Einzelhändler können bis zu 7500 Euro erhalten

Die Aktion soll durch unerwartet höhere Einnahmen der Stadt Ahrensburg bei der Gewerbesteuer finanziert werden. Der Haushaltsansatz wird dafür von 19 auf 20,3 Millionen Euro erhöht. Durch das neue Finanzierungsmodell habe er jetzt keine rechtlichen Bedenken mehr, so Bürgermeister Michael Sarach. Ursprünglich wollten CDU und Grüne das Stadtgeld durch die Möglichkeit einer erhöhten Kreditaufnahme finanzieren. Der Verwaltungschef hatte daraufhin Widerspruch angekündigt, da Kredite nur für Investitionen und Finanzengpässe zulässig seien.

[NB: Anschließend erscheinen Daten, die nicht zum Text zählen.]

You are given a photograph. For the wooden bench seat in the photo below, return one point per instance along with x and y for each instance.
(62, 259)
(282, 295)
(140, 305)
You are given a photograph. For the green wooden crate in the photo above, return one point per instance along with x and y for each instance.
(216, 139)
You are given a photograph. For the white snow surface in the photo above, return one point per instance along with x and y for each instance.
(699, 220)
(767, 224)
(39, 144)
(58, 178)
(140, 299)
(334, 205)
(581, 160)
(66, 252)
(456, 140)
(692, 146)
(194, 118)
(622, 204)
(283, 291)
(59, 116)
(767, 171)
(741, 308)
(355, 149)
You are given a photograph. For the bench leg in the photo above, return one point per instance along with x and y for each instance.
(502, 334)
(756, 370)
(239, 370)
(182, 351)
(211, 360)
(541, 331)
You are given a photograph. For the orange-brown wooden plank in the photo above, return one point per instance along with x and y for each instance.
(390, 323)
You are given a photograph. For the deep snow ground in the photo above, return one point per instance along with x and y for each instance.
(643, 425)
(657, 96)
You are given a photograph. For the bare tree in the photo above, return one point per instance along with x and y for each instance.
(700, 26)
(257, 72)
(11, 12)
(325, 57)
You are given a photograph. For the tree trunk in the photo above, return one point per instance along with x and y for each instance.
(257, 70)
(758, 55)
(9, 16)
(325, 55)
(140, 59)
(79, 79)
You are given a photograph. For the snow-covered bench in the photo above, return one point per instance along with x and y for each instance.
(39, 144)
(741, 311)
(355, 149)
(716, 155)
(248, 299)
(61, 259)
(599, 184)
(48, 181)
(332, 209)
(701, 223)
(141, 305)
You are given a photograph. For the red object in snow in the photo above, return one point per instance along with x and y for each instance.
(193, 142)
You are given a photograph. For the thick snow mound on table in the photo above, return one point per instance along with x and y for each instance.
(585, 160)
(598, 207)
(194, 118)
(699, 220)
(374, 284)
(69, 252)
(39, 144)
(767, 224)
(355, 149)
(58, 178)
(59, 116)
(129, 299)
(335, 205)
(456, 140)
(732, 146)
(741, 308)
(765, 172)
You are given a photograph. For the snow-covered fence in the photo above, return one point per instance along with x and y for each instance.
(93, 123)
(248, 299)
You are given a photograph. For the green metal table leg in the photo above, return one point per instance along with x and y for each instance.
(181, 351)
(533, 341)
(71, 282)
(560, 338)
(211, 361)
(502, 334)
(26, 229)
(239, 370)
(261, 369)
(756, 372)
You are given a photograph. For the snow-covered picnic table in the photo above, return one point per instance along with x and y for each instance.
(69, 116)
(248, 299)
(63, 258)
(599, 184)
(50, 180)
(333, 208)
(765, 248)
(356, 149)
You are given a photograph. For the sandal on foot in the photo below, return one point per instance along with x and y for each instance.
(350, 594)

Die Gutscheine sollen in Zehn-Euro-Schritten ausgegeben werden können. „Dadurch wollen wir sicherstellen, dass auch kleinere Cafés profitieren“, sagt Nadine Levenhagen. Außerdem soll es möglich sein, Gutscheine als Spende an die Stadt Ahrensburg zurückzuschicken. Das Geld soll dann sozialen Projekten oder Organisationen zur Verfügung gestellt werden.

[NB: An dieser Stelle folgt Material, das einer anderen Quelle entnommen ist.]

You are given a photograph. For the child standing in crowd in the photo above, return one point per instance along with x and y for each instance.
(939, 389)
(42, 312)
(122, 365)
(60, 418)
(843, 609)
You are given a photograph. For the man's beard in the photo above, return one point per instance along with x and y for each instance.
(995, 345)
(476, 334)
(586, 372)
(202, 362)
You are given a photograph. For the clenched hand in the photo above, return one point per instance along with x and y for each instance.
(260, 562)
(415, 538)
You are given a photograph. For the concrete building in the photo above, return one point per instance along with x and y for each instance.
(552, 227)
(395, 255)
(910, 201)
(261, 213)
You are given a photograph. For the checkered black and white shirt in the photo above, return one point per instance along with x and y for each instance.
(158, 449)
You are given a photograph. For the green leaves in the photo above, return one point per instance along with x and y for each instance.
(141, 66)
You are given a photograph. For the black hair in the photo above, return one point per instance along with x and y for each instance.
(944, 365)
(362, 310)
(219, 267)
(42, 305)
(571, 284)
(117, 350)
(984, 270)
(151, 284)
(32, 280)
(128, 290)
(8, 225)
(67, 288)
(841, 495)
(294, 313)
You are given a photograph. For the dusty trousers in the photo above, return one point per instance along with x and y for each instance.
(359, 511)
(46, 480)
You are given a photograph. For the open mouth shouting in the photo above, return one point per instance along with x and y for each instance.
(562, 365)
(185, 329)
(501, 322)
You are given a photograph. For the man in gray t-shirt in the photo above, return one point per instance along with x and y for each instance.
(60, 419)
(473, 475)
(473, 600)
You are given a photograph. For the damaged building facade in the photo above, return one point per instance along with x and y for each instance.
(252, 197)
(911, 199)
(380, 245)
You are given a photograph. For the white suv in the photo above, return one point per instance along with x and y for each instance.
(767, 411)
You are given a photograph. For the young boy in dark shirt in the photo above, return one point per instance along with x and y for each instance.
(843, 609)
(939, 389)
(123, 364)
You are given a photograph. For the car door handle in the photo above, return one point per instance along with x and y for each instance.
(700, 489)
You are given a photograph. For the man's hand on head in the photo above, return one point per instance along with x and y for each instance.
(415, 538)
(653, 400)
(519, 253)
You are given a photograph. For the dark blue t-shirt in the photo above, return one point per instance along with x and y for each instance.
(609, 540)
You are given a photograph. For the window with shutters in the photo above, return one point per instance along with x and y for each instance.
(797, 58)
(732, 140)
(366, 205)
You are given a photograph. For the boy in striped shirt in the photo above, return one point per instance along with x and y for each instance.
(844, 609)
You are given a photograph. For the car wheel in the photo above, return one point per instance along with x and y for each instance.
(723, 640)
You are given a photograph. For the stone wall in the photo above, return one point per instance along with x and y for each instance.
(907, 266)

Die Stadtverordneten beschlossen zudem einstimmig den Antrag der FDP, kleinere und mittlere Einzelhändler und Gastronomen aus Ahrensburg bei coronabedingten Investitionen, etwa in Desinfektionsmittel und Trennscheiben, sowie bei Liquiditätsengpässen finanziell zu unterstützen. Die Obergrenze liegt bei 7500 Euro pro Unternehmen.